En Méditerranée, le cargo veut devenir l’ami du cachalot

NICE – Des bleus, des bosses, parfois pire : le danger constant, pour un cétacé de Méditerranée, d’être heurté par un navire pourrait être limité grâce à un dispositif associant compagnies maritimes et défenseurs de l’environnement marin.

Quelques 10.000 navires commerciaux croisant tous les ans en Méditerranée occidentale, environ 3.500 rorquals et cachalots présents dans le même secteur, combien de possibilités de collisions ?

Beaucoup, si l’on en croit Pascal Mayol, responsable de « Souffleurs d’écume », une association varoise de protection des grands cétacés : « On estime que les collisions représentent la première cause de décès non naturel des grands mammifères marins et sont à l’origine du décès de 16 à 20% des rorquals recensés morts dans ce secteur. Sans compter les centaines de blessés ». Si le choc est traumatisant voire fatal pour les animaux, il ne laisse pas un très bon souvenir non plus aux équipages des navires : « C’était en août 1998 sur une traversée Ajaccio-Nice, un cétacé a heurté le NGV – navire à grande vitesse, ndlr – en pleine mer provoquant une avarie », raconte Frédéric Capoulade, qui commandait ce bateau et collabore aujourd’hui avec l’association. Les atteintes aux personnes restent marginales mais plusieurs blessés ont été recensés aux Canaries et dans les eaux japonaises à la suite de collisions entre baleines et bateaux jet-foil, navires rapides beaucoup plus sensibles à ce type d’aléas que les solides cargos. « Il y a là un enjeu de sécurité et de protection de la biodiversité où convergent l’intérêt des compagnies maritimes et des défenseurs de l’environnement », résume Pascal Mayol. C’est sur la base de cette convergence que son association a commencé à développer des applications visant à limiter les risques de collision.

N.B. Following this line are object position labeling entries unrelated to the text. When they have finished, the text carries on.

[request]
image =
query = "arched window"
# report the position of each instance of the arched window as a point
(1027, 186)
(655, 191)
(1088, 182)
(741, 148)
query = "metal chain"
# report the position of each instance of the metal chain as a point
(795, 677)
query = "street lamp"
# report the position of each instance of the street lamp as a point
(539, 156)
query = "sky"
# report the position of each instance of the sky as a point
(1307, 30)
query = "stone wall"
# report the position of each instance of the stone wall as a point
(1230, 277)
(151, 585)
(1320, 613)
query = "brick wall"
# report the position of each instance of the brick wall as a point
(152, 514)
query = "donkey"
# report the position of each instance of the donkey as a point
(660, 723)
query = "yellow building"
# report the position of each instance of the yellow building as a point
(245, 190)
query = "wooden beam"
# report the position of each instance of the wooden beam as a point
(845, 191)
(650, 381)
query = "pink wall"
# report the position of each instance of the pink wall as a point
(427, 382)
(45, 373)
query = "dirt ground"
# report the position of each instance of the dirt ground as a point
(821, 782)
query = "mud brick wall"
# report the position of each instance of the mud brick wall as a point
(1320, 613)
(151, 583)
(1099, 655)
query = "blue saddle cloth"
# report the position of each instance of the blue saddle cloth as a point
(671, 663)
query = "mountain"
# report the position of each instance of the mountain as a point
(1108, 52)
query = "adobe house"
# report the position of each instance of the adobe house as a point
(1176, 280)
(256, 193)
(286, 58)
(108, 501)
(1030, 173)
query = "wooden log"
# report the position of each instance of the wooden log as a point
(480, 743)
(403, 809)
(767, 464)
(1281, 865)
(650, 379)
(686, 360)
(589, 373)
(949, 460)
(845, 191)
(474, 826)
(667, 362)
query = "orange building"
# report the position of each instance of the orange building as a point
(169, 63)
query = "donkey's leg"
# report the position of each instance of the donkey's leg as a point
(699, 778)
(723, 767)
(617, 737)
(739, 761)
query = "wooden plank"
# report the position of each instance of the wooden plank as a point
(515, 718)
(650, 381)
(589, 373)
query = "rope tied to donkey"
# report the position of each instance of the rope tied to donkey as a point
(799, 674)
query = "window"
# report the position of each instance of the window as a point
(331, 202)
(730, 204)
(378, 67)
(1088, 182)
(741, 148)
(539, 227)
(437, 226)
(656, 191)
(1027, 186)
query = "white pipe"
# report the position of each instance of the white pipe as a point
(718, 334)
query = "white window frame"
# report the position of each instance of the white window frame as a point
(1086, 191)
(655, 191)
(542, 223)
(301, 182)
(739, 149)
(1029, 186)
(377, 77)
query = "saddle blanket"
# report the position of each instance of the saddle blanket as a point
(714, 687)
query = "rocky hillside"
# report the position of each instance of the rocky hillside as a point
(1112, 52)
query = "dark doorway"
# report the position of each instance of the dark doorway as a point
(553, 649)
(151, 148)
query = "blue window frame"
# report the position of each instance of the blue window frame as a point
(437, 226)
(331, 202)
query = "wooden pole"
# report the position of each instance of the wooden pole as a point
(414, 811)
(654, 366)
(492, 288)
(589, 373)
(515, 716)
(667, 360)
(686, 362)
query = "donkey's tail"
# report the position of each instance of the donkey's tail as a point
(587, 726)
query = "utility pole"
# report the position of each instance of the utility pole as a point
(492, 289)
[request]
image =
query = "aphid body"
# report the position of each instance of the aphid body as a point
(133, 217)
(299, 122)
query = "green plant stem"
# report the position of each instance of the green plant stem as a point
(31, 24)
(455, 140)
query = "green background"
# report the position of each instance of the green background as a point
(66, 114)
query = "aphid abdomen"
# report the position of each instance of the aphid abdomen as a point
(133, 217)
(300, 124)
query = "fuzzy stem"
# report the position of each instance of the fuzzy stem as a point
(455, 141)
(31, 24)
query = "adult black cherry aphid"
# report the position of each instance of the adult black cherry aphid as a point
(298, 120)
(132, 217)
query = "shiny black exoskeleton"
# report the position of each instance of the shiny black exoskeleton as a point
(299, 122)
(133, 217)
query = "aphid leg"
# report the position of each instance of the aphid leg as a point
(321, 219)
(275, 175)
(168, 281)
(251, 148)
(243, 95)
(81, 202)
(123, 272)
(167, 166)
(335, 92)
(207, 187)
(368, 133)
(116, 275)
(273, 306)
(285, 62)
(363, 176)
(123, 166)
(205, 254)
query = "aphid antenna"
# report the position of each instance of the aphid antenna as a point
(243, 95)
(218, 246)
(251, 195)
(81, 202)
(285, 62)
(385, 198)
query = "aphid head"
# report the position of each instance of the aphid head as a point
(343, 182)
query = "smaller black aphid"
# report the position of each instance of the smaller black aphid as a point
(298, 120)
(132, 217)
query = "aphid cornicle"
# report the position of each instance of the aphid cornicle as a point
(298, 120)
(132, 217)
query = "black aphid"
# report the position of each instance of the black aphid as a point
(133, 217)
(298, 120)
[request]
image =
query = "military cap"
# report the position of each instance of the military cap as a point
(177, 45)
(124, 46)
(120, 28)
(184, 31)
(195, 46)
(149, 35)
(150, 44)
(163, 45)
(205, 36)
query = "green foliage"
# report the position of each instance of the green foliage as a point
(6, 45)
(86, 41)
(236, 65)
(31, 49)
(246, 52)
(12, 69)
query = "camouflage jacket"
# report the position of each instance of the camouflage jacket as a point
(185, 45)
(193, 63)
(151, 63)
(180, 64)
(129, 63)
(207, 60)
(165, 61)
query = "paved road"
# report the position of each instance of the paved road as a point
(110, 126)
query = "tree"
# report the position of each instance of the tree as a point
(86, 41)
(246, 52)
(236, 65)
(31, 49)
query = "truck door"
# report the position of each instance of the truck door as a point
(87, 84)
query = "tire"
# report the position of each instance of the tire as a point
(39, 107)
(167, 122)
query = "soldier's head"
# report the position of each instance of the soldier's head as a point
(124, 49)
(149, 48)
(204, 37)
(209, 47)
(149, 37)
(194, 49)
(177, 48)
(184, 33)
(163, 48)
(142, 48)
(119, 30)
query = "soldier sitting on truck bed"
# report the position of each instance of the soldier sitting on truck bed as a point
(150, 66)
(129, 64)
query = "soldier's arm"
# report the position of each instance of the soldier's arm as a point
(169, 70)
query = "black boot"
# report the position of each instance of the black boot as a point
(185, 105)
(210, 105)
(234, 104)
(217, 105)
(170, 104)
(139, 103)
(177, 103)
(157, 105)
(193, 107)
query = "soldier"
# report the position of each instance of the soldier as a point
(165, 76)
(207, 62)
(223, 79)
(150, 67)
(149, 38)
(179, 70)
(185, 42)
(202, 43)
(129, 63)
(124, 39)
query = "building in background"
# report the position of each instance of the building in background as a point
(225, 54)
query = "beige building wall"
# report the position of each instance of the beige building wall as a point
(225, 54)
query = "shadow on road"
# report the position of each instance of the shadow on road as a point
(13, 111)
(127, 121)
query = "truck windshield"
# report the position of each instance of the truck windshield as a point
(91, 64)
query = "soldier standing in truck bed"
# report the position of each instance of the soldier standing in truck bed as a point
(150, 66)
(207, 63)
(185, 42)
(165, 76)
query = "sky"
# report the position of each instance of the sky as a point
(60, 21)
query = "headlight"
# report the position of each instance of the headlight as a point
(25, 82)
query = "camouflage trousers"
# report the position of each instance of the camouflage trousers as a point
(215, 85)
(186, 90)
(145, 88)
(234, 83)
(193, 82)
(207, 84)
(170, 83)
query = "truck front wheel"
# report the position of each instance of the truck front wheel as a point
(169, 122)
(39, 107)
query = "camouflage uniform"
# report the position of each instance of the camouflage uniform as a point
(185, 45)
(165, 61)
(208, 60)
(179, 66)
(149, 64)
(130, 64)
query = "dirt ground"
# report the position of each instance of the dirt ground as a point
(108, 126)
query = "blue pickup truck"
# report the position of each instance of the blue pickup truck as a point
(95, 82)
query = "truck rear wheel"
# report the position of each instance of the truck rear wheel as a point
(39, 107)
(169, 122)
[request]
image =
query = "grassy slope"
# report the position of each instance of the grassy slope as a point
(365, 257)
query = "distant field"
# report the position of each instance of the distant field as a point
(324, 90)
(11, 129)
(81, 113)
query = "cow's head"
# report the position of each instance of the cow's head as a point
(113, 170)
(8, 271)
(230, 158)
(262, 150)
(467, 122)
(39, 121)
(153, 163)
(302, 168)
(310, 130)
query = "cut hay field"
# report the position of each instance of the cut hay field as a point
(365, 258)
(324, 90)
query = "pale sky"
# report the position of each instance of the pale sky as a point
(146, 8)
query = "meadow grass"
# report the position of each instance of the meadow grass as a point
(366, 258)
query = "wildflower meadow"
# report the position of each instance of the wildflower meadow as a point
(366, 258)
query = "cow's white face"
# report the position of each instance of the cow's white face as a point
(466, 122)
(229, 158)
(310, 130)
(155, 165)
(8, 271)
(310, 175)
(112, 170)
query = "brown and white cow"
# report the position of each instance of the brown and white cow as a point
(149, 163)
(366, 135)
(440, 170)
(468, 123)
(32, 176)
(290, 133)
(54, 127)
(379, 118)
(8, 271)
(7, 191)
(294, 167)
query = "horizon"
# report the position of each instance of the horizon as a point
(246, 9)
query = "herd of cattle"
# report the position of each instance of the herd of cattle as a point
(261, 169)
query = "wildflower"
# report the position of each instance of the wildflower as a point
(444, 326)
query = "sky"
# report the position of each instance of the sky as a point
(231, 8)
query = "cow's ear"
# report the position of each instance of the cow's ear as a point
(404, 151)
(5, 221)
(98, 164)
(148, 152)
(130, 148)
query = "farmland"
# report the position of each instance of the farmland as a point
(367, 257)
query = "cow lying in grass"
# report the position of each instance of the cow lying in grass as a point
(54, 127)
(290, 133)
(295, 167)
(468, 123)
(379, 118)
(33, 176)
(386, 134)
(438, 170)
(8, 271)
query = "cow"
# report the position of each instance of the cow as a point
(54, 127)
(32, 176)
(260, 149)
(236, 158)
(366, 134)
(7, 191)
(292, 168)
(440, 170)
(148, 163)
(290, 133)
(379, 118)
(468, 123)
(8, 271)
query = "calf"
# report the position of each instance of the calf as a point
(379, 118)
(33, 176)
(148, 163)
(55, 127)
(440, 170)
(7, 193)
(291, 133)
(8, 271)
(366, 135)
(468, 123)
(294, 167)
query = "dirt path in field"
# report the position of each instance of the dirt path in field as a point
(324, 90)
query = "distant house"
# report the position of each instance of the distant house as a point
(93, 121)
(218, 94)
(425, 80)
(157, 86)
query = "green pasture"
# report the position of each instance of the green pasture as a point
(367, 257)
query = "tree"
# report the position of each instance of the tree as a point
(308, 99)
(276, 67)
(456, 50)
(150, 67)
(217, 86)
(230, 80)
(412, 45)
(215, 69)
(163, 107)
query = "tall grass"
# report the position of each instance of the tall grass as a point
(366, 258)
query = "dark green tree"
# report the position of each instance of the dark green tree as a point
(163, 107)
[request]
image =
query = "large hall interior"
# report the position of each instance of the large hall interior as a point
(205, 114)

Par la formation d’abord : depuis 2005, un module pédagogique destiné au personnel de quart et aux élèves officiers est en vigueur à l’Ecole Nationale de la Marine Marchande de Marseille. L’objectif est de donner des outils aux marins pour mieux repérer les cétacés et comprendre leur comportement.

Par l’innovation technologique ensuite : Souffleurs d’écume, associé à l’entreprise toulonnaise Chrisar, met la dernière main à un dispositif de repérage des cétacés en mer qui pourrait totalement changer la donne. « Il s’agit de mutualiser sur un serveur informatique les observations de grands mammifères effectuées en mer par l’équipage des navires et de transmettre leur position à tous les bateaux croisant dans la zone », explique Pascal Mayol.

En quelques clics et quelques secondes, la position du navire, du cétacé, son espèce et le nombre d’individus sont cartographiés et diffusés sur les écrans de tous les navires abonnés au service.

Simple dans son principe, le projet a demandé plusieurs années de développement et est expérimenté depuis le mois de juin par plusieurs bateaux partenaires, dont un de la CMN (Compagnie Méridionale de Navigation). La commercialisation est prévue en 2010 et des contacts prometteurs ont été pris auprès des principales compagnies maritimes méditerranéennes, selon Pascal Mayol. REPCET (REal time Plotting CETaceans) est soutenu par le ministère de l’Environnement. Avec une perspective supplémentaire : « créer, à partir des données REPCET et donc en partenariat avec la navigation commerciale, une gigantesque base de données scientifiques sur les cétacés ».